Monday, May. 16, 1949
By a Hair
Fight on, my men . . .
A little I mehurt, but yett not slaine;
He but lye downe and bleede awhile,
And then He rise and fight againe.
--Percy's Reliques
The President, unhorsed in the Senate battle over civil rights, came a cropper again, this time in the fight in the House to overthrow the Taft-Hartley Act. Harried from every side, his congressional forces were trapped between a softened version of the Taft-Hartley Act and the Administration's moderately toughened version of the Wagner Act.
As the debate rolled into its second week, Speaker Sam Rayburn made one last effort to break the impasse. Knowing that the Administration's bill was a lost cause, he and his aides had cooked up five compromises which they hoped would attract votes. The provisions, with a few minor changes, were lifted from the Taft-Hartley Act itself. The most important of them was the one giving the President authority to use the weapon of injunction in national-emergency strikes.
Up to Sam. Mr. Truman did not think much of such a proposition. But the House strategy was up to Sam, Harry Truman added. Labor leaders also gagged at the idea of accepting the hated injunction. Nevertheless, they quietly passed the word to their friends in Congress to support Sam's substitute. They were even ready to accept the injunction if they could get rid of most of the Taft-Hartley Act. That is, the majority of them were. John Lewis, who had had to pay through the nose for defying injunctions, was dead set against any compromise at all.

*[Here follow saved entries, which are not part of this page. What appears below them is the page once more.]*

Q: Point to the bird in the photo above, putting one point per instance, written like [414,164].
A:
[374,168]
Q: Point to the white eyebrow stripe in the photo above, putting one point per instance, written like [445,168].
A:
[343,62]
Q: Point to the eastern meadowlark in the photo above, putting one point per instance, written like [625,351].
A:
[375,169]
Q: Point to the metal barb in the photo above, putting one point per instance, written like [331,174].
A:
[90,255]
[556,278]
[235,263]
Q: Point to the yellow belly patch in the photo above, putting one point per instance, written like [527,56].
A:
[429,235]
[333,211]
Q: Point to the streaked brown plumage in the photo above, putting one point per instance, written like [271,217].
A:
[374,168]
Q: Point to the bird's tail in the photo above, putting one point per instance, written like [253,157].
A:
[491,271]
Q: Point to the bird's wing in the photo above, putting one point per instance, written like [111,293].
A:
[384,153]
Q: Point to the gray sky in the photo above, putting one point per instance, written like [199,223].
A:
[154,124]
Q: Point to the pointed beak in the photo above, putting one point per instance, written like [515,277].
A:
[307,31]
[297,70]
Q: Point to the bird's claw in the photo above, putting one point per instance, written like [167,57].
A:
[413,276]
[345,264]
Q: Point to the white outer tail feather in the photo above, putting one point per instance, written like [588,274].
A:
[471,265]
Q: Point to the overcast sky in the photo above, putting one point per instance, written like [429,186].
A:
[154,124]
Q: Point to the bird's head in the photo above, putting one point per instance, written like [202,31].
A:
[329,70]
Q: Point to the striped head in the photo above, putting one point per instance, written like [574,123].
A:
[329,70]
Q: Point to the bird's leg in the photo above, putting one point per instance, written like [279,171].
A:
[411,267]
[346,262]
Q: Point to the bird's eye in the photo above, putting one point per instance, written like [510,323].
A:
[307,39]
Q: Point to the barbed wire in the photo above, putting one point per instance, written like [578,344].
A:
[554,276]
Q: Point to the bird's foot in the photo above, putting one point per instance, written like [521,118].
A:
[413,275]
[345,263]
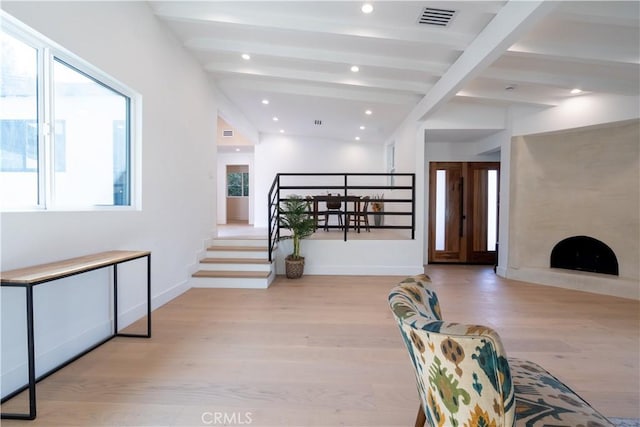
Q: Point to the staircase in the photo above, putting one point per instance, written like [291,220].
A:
[235,263]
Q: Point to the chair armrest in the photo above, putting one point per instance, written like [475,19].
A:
[462,370]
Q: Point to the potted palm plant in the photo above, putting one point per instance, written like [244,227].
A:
[294,213]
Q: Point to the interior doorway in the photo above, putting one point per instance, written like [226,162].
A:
[463,212]
[237,193]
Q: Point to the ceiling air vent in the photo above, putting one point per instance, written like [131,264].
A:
[438,17]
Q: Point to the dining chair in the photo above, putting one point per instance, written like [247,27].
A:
[334,207]
[360,215]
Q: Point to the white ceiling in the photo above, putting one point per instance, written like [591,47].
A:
[302,51]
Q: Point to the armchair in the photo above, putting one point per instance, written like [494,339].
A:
[465,378]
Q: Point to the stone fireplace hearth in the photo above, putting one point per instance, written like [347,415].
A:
[577,189]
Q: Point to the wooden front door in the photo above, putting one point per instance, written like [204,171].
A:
[463,212]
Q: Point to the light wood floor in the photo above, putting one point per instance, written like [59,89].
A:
[324,351]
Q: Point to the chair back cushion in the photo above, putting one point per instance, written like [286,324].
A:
[462,372]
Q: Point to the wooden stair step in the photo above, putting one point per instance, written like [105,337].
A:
[234,261]
[237,248]
[232,274]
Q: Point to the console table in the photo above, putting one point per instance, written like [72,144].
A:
[29,277]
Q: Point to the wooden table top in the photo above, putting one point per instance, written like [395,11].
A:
[55,270]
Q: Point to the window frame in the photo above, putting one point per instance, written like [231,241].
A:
[48,52]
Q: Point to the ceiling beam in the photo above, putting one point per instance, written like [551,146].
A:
[315,76]
[200,13]
[513,20]
[268,85]
[318,55]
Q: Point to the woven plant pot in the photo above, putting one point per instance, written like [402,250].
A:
[294,268]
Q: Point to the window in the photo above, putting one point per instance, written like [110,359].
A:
[237,184]
[65,127]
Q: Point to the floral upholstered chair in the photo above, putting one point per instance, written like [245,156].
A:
[465,379]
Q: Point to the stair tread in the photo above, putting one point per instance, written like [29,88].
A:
[232,274]
[234,261]
[237,248]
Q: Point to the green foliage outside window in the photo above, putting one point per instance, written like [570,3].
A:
[238,184]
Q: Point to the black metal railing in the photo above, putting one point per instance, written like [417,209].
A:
[398,207]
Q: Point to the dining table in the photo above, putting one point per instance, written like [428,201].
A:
[324,198]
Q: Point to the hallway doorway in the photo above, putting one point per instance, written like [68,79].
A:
[237,191]
[463,212]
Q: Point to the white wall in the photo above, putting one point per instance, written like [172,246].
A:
[178,133]
[285,154]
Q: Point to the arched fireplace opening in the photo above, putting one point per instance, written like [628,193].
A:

Speaker Rayburn had relinquished the chair and was prowling around the House, perching here & there, nervous and anxious. Minority Leader Joe Martin took the floor to defend the softened version of the Taft-Hartley Act (the Wood bill), which was backed by the Republican-Southern coalition. Then Rayburn's compromise package was introduced. Sam himself stepped out on the floor. Eloquently, somewhat defensively, he appealed for votes for his measure: "Let us not have one sector of Americans known as labor . . . believe that we would press down upon their brow a crown of thorns."
Veteran Rayburn could tell from the dutiful applause that he had lost. In obedience to John Lewis' orders, some Democrats from Lewis' coal-mining districts slid over to the Republican side; Sam's proposition went down by a 211-to-183 vote. Then the House took a roll-call vote on the Wood bill. The coalition measure won its preliminary test by 217 to 203.
Help from the South. It might have been all over then & there if New York City's Vito Marcantonio had not popped up with a demand that a final, printed version of the bill be read. The maneuver put off the final vote until next day.
That night Rayburn & aides went to work on Southern Democrats, pleading for votes against the Wood bill so that the Administration-controlled House Labor Committee would at least have a chance to frame a new law. They pointed out that passage of the Wood bill would be a complete surrender to the Republican minority. Some Southerners listened. Next day, ten who had voted for the Wood bill somersaulted and voted against it. It was breathtakingly close. Down went the Wood bill by a hairline vote of 212 to 209.
To Horse Again. Democrats cheered with relief. They had not won anything; they had simply turned aside what would have been a humiliating defeat. The Taft-Hartley Act still stood, untouched, on the books. While the fight shifted to the Senate, the House Labor Committee would try to figure a way out of the Administration's dilemma: how to toughen up the old Wagner Act enough to win back Southern support, without making it so tough that Northern Democrats would rebel.
Harry Truman bled for a while in silence. Then he picked himself up and told everyone firmly that he felt fine. Furthermore, he said, he was going to repeal the Taft-Hartley Act, even if it took him the rest of his four years.